February 22nd, 2013, Daily Market Bite from Ishaq Siddiqi Market Strategist

Stocks are rebounding in Friday’s session after registering bulky losses in the previous session amid fears the Fed will slow down and/or abruptly end QE and grim euro zone composite PMIs. Stocks dropped sharply on both sides of the Atlantic, the euro slid against the dollar while core government bonds were favoured. Today’s rebound however sees a mild reversal of yesterday’s price-action with the support coming from a much better than expected German IFO survey which overshadowed the weak 4Q German GDP figures. Germany’s economy contracted in the last quarter of 2012 but the recent ZEW and IFO survey indicate that 2013 has kicked off optimistically with German businesses and consumers confident over their economy’s prospects. After two days of losses, traders are latching onto the positive sounds out of the German economy but today’s rebound does seem fickle.
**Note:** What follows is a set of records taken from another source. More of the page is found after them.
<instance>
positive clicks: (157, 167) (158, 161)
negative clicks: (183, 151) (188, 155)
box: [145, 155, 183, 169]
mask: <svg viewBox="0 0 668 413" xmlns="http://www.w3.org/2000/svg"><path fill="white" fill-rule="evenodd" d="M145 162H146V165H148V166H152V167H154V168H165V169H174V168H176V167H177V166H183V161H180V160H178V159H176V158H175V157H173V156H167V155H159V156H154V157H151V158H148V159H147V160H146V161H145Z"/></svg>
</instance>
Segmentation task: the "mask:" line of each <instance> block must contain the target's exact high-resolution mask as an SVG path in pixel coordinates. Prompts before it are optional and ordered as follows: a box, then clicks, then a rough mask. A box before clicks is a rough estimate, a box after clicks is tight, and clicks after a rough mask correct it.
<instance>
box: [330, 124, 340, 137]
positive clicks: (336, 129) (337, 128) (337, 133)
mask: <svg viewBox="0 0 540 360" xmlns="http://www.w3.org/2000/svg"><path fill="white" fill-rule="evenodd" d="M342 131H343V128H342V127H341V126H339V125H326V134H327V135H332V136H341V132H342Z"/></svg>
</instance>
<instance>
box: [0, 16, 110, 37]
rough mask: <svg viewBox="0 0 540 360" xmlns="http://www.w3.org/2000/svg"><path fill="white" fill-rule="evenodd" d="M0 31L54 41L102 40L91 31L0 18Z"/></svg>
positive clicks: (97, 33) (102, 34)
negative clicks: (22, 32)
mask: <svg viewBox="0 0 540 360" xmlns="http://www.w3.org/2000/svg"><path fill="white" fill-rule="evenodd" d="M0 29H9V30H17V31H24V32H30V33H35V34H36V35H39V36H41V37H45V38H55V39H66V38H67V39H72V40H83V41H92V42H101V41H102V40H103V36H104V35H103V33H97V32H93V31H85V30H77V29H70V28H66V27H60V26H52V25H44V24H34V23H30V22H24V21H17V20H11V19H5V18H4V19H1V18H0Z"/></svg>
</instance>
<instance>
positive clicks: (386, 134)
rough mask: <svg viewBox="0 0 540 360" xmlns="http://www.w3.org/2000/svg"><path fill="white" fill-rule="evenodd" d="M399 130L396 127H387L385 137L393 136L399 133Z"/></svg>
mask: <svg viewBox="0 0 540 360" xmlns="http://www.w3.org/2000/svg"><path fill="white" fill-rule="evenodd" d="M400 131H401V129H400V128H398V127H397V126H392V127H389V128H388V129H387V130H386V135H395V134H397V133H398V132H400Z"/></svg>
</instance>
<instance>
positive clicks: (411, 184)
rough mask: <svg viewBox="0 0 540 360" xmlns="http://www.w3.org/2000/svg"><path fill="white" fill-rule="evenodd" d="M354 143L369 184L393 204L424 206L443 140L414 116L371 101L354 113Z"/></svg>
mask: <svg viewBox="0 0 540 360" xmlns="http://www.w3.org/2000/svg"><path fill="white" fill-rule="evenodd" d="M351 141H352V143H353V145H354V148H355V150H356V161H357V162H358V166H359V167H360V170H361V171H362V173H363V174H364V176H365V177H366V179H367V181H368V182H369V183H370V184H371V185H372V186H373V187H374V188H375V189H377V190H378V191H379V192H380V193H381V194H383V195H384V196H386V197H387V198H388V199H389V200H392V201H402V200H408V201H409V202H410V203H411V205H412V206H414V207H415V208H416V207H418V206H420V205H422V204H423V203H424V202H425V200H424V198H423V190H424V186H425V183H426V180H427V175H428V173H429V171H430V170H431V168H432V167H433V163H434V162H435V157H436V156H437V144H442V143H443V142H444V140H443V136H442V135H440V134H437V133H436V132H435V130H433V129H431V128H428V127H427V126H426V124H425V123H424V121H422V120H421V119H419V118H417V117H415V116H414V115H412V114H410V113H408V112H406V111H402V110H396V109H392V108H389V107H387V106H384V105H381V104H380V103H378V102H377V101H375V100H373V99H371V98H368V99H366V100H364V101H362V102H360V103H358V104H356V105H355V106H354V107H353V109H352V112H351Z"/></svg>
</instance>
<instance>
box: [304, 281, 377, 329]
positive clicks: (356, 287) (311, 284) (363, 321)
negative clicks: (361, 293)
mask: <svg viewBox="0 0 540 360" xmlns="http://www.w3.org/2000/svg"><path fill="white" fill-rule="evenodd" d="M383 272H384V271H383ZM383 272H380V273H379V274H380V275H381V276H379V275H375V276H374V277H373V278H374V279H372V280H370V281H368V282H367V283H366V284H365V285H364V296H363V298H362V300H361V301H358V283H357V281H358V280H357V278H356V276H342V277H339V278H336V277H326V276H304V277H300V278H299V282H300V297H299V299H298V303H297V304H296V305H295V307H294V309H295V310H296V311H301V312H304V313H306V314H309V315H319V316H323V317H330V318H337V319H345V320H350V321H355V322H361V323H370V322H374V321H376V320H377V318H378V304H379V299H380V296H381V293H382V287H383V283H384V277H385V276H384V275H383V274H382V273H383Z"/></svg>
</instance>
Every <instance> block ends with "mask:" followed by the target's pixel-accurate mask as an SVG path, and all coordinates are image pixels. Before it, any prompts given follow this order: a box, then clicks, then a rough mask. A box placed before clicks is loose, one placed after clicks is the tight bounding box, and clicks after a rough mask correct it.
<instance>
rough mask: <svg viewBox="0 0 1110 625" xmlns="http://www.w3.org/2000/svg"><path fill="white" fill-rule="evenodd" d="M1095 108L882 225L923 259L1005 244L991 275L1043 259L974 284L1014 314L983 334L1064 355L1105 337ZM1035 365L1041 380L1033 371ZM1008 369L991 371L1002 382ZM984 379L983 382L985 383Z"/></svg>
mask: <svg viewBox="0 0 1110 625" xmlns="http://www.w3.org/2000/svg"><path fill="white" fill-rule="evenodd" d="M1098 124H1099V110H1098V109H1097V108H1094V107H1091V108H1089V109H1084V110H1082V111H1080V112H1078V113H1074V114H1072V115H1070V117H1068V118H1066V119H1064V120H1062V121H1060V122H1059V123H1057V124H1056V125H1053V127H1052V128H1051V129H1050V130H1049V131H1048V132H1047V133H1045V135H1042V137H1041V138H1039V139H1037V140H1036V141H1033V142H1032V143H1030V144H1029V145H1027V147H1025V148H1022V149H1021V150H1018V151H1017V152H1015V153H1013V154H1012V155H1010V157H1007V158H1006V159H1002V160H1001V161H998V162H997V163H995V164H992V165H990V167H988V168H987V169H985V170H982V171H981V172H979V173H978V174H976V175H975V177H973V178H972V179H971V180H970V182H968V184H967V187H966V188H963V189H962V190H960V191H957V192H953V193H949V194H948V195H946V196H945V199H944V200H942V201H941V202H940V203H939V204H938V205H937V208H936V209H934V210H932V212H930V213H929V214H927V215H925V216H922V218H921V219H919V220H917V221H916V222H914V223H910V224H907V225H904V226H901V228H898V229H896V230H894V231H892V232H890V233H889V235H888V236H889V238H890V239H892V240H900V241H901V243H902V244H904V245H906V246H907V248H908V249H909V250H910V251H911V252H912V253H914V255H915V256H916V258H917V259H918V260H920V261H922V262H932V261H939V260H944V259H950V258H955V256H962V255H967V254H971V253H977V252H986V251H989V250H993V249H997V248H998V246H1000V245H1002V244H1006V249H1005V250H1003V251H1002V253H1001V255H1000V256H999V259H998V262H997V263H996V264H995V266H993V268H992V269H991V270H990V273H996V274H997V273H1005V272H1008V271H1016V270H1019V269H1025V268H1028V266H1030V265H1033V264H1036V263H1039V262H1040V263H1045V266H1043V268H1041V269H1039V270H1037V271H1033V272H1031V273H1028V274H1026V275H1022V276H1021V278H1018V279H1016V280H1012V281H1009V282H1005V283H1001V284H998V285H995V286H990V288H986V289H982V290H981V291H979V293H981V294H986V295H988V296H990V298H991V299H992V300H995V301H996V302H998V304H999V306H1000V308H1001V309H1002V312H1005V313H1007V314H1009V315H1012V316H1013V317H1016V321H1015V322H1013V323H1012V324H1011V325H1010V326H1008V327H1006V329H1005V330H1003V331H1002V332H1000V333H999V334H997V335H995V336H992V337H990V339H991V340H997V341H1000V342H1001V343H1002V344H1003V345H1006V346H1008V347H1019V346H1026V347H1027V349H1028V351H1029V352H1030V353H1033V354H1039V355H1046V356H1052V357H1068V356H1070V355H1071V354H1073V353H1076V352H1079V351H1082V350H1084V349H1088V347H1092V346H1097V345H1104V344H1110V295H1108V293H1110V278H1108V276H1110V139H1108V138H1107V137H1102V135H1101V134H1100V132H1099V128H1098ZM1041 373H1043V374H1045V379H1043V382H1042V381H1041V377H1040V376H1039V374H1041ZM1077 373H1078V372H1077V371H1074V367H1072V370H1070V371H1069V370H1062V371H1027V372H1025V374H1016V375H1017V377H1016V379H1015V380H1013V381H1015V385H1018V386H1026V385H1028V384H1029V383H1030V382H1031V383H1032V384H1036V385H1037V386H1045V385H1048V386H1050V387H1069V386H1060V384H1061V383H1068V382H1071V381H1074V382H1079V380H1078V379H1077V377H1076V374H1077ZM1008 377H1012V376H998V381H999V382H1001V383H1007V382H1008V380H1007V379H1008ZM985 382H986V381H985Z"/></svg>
Italian consumer confidence in February may have rose to 86.0 vs 84.7 but Italians are heading to the polls this weekend for the elections which are prompting hesitation with investors still unclear over who is really leading in the polls. At the same time, US sequesters kick off March 1, and are likely to pressure sentiment in the sessions ahead. Back here in Europe, the European Commission’s latest projections are kicking down the euro a little but stocks remain broadly supported by the German data. The EC predict that the euro zone economy will contract for the second year in a row in 2013, dampening hopes for a recovery this year and in contrast to ECB chief Mario Draghi’s remarks that the euro zone will gradually post growth later this year. The EC expects the euro zone economy to contract by 0.3% this year and growing 1.4% next year. It also sees the average euro-zone budget deficit falling below the target 3% in 2013 for the first time since 2008. And, unemployment in the periphery is expected to accelerate further as austerity measures bite hard; the EC expects the average unemployment rate to hit 27% in Greece, 26.9% in Spain and 17.3% in Portugal. Looking ahead, the ECB will offer details of how much banks will look to repay LTRO funds.